HA HA HA HA HA

I was in the shower earlier and heard my cell phone beeping when I got out. I retrieved a most abashed message from someone who inadvertently sent me an e-mail that was meant for someone else, in which the sender was plotting a fiendish Christmas gift for me. (See how carefully I’m protecting this person’s identity–as if many of us couldn’t guess exactly who I’m talking about?)

Oh, if only we could get back those e-mails we send by mistake. I’ve done it. I’m sure we all have.

What was the one message you sent that made you go, “D’oh!” just a split second too late? How bad was the fallout?

Discuss while I take my greatly amused and UNTORMENTED self to bed.

Edit: I see while I was writing this, she was making a full confession.

I love the Internet.

12 thoughts on “HA HA HA HA HA”

    1. Riiiiight. You were nice in your phone message when you were trying to figure out a way to prevent me from knowing that in one month, thanks to you, I’d be listening to multiple versions of one of my most maddening ear worms. I’ll note your niceness in some future post.

  1. email mistake

    What was the one message you sent that made you go, “D’oh!” just a split second too late? How bad was the fallout?
    The biggest email oops I’ve ever had was when I sent a message following up on my resume for a children’s librarian job from my msleatherfeather account with all my links to online naughty stories as well as anthology listings, instead of my professional ellenteva account. DUH? No wonder I didn’t get that job. LOL

    Ellen

    1. Re: email mistake

      I can’t understand why they didn’t put you on the payroll immediately! (I’m betting they’re still talking about you.)

  2. Not exactly an e-mail, but it was a definite online oops.
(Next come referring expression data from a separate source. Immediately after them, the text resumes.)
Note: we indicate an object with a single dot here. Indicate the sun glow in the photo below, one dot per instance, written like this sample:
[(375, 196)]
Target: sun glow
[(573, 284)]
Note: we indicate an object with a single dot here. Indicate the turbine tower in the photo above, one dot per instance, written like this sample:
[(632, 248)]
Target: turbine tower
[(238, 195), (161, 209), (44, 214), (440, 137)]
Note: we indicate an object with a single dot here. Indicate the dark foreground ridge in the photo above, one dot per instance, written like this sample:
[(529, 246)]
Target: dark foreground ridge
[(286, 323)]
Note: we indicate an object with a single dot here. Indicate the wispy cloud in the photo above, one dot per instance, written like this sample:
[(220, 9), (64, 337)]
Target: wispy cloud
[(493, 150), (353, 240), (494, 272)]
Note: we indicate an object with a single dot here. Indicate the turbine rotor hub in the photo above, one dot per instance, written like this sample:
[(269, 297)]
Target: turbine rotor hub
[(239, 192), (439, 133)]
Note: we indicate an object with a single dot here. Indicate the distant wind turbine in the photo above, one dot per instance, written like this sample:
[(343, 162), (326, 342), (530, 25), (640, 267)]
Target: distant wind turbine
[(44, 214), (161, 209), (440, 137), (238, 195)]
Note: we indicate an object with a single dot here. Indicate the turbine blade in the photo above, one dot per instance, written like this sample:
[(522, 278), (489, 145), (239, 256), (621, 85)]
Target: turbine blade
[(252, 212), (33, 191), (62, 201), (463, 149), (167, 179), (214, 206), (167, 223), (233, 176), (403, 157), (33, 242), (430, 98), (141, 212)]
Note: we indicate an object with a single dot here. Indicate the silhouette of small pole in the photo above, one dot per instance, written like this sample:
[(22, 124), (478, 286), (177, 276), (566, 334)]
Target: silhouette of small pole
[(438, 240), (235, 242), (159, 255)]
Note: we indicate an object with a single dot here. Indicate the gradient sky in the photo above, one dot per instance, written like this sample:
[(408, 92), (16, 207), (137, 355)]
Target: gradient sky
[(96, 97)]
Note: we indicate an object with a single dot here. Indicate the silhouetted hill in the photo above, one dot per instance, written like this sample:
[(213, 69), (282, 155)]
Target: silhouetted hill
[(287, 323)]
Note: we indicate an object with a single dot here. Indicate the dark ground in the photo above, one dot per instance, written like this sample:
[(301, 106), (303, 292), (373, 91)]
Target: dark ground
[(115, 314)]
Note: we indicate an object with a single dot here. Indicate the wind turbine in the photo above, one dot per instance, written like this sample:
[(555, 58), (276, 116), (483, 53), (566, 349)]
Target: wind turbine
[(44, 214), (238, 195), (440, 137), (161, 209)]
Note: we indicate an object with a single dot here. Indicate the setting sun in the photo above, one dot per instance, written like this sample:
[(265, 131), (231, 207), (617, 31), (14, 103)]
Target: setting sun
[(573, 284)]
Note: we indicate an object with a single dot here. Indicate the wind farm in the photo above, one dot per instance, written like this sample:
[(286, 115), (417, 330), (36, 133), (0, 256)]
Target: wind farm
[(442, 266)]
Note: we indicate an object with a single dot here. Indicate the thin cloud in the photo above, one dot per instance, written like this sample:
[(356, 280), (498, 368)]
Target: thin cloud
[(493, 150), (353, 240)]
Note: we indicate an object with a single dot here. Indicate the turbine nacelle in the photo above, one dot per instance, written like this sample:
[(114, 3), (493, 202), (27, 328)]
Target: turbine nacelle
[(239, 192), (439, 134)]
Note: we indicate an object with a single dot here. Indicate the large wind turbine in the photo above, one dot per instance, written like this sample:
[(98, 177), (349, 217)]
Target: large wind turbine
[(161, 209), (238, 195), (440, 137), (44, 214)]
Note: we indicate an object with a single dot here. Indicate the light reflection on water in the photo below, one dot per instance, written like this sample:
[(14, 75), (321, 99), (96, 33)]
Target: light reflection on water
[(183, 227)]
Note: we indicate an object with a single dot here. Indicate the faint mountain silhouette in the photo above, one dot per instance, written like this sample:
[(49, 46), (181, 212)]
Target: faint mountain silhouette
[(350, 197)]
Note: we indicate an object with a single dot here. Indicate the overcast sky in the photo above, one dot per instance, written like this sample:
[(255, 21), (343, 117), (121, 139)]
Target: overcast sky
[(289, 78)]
    I was on AOL Instant Messenger a few years ago, having a conversation with a friend about a recent episode of Buffy the Vampire Slayer. In reply to something they said, I was going to reply, “Hahaha, when you kill a witch, get your ass to Mexico!” So, I typed it out and hit enter, not realizing until after I’d hit enter that another friend, whom I had not been in touch with for months, had IM-ed me. Her window had popped up in the middle of my typing, and part of my message got sent to her. So, the conversation opened with:

    SHERIE. Hey! Long time no see! How’s everything going?
    DALE. witch, get your ass to Mexico!

    Fortunately, she figured out that I’d sent the message to the wrong person, and no offense was taken.

    1. Haaaha ha. Yet another reason why I HATE IMs. I’ve had my IMs go astray, too, but never with enough humorous mishap to rate more than a “Huh?” from my confused recipient.

      Great story.

  3. That is so funny! Well, both the evil plan and how it was exposed. There’s an album of a bunch of various versions of “Stairway to Heaven” which would be a great evil gift to somebody who said they were sick of hearing that song.

    I used to be on an email mailing list for TAs and professors involved in this TAship for this class we were all teaching and those professors who oversaw us. Anyway, there were a ton of people on that list and they warned us not to reply to these mass emailings because everybody on the list would see your reply. I never made that mistake but a number of other people did, to their immense embarrassment. I’m pretty sure nowadays most email programs will stop you with a window asking you if you just want to send a message to the sender or everybody on the list.